Seeing as we have a goal to answer these questions as quickly as possible, answering is done with a single keystroke:
, | . | / |
---|---|---|
skipped | correct | incorrect |
it’s also important to be able to list the subject (or subjects) of each question. Now, I’m choosing to have the user input the subject of eacch question after answering. Of course, this comes with a certain level of subjectivity, but I don’t think this can be meaningfully avoided. My original plan was to use AI or some other method to list the subject of each question, but I doubt this could meaningfully reduce subjectivity. It would make more sense, I think, to rely on the individual filling the questions out to decide this on a case-by-case basis for each question. These are the letters I’m using to represent each category:
a | b | c | d | e | f | g | h |
---|---|---|---|---|---|---|---|
anatomy & medicine | brands | current events & law | drama & theater | econ & business | film | geography | history |
i | j | l | m | n | o | p | r |
---|---|---|---|---|---|---|---|
internet & pop culture | fashion | languages | music | novels & non-fiction books | other | poetry | religion & mythology |
s | t | u | v | w | y | z |
---|---|---|---|---|---|---|
science | television | universities | visual arts & painting | wordplay | food & cooking (yum) | sportz |
Of course, anyone else who’s using this program is welcome to come up with their own categories. From my experience, this roughly covers the range of questions asked on the show.
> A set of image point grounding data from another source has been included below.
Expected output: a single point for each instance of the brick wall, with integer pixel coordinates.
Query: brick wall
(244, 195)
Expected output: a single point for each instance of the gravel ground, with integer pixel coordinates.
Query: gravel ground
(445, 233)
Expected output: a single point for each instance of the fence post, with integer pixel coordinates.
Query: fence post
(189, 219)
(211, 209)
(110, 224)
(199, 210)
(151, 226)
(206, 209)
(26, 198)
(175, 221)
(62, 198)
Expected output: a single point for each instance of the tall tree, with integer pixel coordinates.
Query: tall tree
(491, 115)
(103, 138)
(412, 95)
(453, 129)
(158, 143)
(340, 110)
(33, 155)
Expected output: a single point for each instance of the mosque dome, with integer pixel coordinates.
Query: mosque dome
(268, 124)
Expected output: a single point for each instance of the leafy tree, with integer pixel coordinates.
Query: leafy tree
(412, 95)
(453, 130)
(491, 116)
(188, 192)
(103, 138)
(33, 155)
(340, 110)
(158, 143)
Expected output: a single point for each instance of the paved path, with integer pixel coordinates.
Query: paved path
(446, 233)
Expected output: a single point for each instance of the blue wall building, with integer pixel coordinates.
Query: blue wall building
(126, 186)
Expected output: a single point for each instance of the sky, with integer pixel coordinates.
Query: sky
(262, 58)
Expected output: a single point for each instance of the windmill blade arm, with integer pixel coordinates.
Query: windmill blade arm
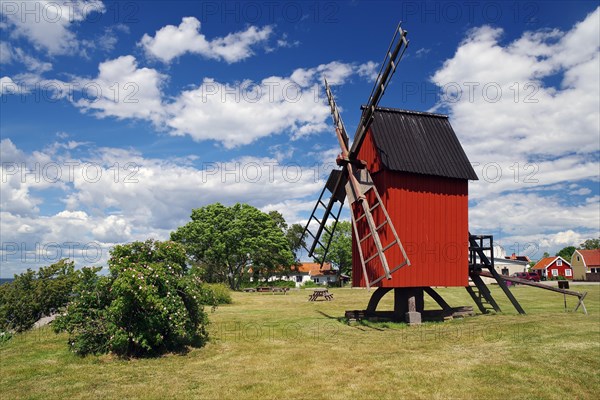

Returning to our example question from before, I do happen to know the Latin word for law, even if I had no idea that was the motto of the University of North Dakota. I’ll type a “.” to indicate that I answered correctly, followed by an “l” to indicate that this is a question about languages, and a “u” to indicate that this is a question about university culture. The “.” is converted to an integer signifying that the question was answered correctly, and the date of answering was added to the dataframe automatically.
And it’s as quick as that! Three characters, and I’ve categorized my relationship with this question in as much detail as is required. To give a basic idea of how effective this system is, I can go through an entire episode’s worth of questions in roughly 11 minutes. Much quicker than the shows half hour run time!
It was at this point that I ironed out the full functionality for demo purposes. So far, a decent handful of functions have been implemented (downloading data from the archive, giving subjects to questions, sorting and managing data, etc.), so it makes sense to add a menu for selecting among these.
Admittedly, this is hardly visually flashy, but it’s more than enough to get the job done. If you’d like to experience the program as it exists at this point, you can download this early version here.
Analyzing response frequency#
Now that the entire dataframe is created, the sky’s the limit in terms of what data we can analyze. I want this article to focus mostly on the technological side of this project, and how it can be useful to figure out my own strengths and weaknesses — but it’s impossible to resist the temptation to look for patterns in word frequency before filling in my own answers. What are the most common correct responses, and when do they appear? Because I have so much to say about it, I’m choosing to split this question off into its own sub article:
This way, the article you’re reading currently can function more as an overview of the programs functionality as a tool for Jeopardy! training.